The goal of this course is to introduce students to theoretical and applied concepts in electronic circuitry, for the purpose of collecting and analyzing experimental data in pharmaceutics and other contexts. The course is designed as approximately half small-group didactic teaching, and half laboratory exercises to experiment with and illustrate concepts. The course discusses introductory circuit design, with an emphasis on how common components work (e.g., resistors, capacitors, diodes, transistors, operational amplifiers, and a variety of sensors) in scientific and pharmaceutical manufacturing instrumentation.

Practical and mathematical aspects of circuit design are discussed (e.g., Ohm’s Law, voltage dividers, analog vs. digital signals). There is a heavy emphasis on programming in C++, taught from an introductory level, which will complement learning activities. Assessments will include quizzes, problem sets, a design project, a participation component, and a final exam.
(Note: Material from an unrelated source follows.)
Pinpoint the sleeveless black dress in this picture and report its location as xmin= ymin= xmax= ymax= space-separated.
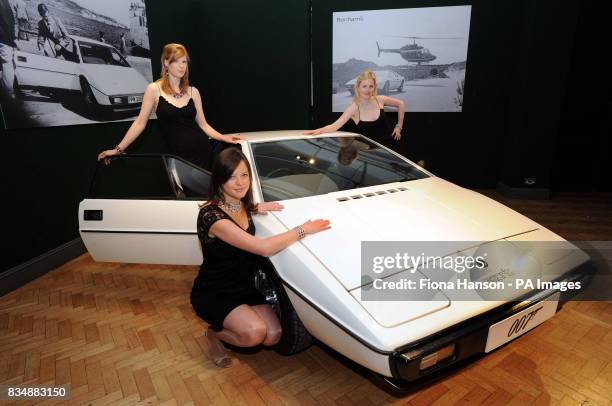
xmin=155 ymin=90 xmax=212 ymax=170
xmin=343 ymin=99 xmax=391 ymax=144
xmin=191 ymin=204 xmax=267 ymax=330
With the recent advent of low-cost, consumer-level microprocessors (e.g., ATtiny, Arduino, Raspberry Pi, ESP8266), affordable and accessible processing power has empowered researchers with resources to take experimental designs to new heights. Such microprocessors are relatively simple compared to the complexity of today’s desktop computer; however, are more than powerful enough and fast enough to control sophisticated equipment such as scientific instrumentation and 3D printing. Previously, DACs (Digital-to-Analog Converters) were thousands of dollars, requiring high programming aptitude to bridge the gap between computer and instrument. Serial communication ports were reliable only at slower speeds (e.g., 1200 bps). Serial communication was finicky, and required access to equipment subroutines not always readily available. However, the climate has now changed for experimental design. Libraries are readily available, interfaces are more intuitive, and a large open source community exists to support scientists and hobbyists alike. Knowledge of programming and circuitry will provide a solid foundation not only in experimental design and analysis for this field, but in many other areas as well.

The modern era of electronics has caused a paradigm shift. Due to economies of scale, electronic components have become very inexpensive. The electronics hobbyist niche has driven the development of modular electronic components marketed for general purposes, geared towards on open-source platforms (e.g., opto-isolator power relay circuits, and H-bridge motor controllers). Circuits that would previously need to be thoughtfully considered and designed are now available and packaged as low-cost, ready-to-use modules. This course will examine some of these modules and their usefulness in circuit design.